This is the official White House photo that they wanted to world to see following the successful effort to get Osama bin Laden. Yeah, it is sort of just like in the movies with the whole crew lined up watching the drama unfold. Actually, Hillary Clinton, as Secretary of State, probably shouldn’t have been included in the meeting, but it shows something that she was there. Out going Secretary of Defense Gates might have been expected to be at the Pentagon, but it is not surprising he was at the White House either.

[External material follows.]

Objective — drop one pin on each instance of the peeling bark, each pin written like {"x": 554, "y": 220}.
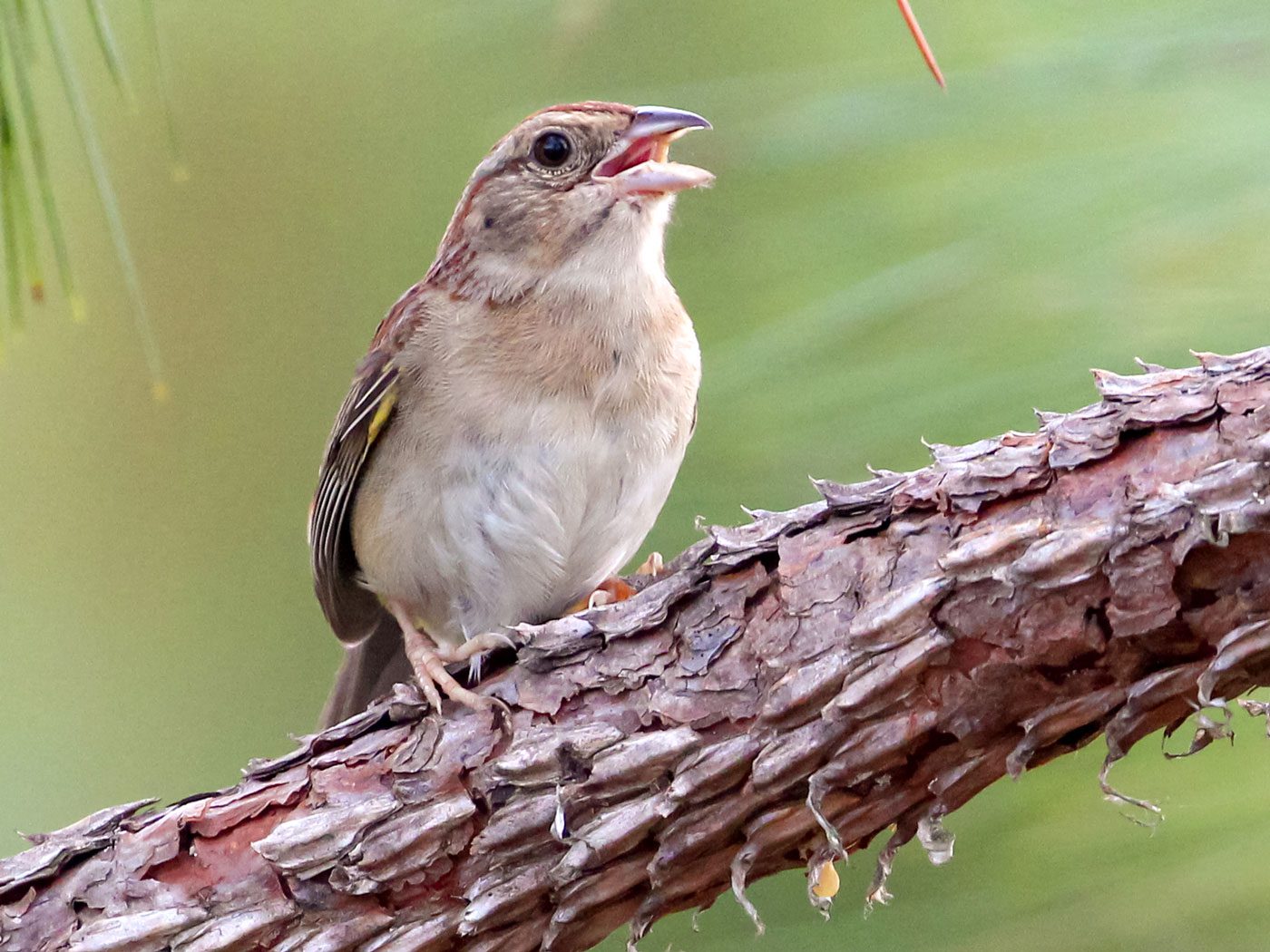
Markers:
{"x": 781, "y": 695}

One thing that strikes me about the photo is that it is not like the movies in terms of the presentation. It is not in some war room with a huge conference table and everyone arranged carefully around it. The situation has an ad libbed appearance of a meeting quickly thrown together. Reports have said they were getting live information from the scene in Pakistan, so the moment by moment drama must have been highly compelling.

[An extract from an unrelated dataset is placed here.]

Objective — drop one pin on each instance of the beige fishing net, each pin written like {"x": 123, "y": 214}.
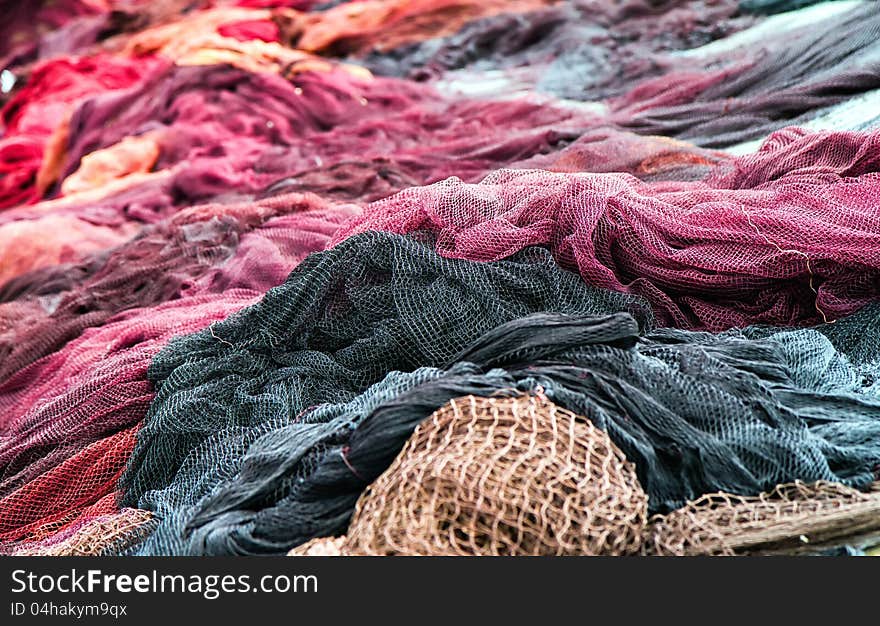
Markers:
{"x": 521, "y": 476}
{"x": 791, "y": 518}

One reason it doesn’t look more like the movies, believe it or not, is that filmmakers have bigger budgets to set up this kind of thing than the government does. Everything in government has to be budgeted, approved, voted on and channeled properly in order for something to be built. A filmmaker gets his 60 million dollars and does what he wants. It doesn’t actually work that way in your nation’s capital. It is nice to imagine a grand room with blinking lights and images pouring in from around the world, but who’s going to pay for it? When government wants to do something, there are Congressional Committees opposing it and people shouting that it can’t be afforded.
Another interesting point is that the president is not at the center of the photo nor at the center of the scene. (Hollywood would never allow that.) Various reports have indicated that Obama is rather humble about being president and sometimes finds the deference in the way he is treated off putting. Here, he looks like a guy who is involved and deeply concerned, but not someone who always has to be in the captain’s chair. (The military guy actually in the captain’s chair appears to be orchestrating the show on a series of laptops for the rest of the crowd.) I suspect what happened is that the presenter needed to be in the big chair and everyone else just took up whatever position was available. Obama looks a bit crunched in the corner, but so what?
There is no doubt that it was a difficult and highly risky job and everyone in the photo looks completely engaged. What is it about those helicopters crashing? For anyone with a long memory or a strong interest in recent history, it brings to mind the helicopter crash (much worse) that ended president Carter’s efforts to rescue hostages in Iran in the late 1970s. The fortunate thing is that the problems with the helicopter this time did not crash the mission itself.
As for putting out this picture, the Obama White House is now fully involved in providing its own version and supplement to traditional news coverage. Move over, newspapers and networks, the White House wants to do your job in their way. The lines of traditional media outlets and official media output are going to get very blurry in the years ahead.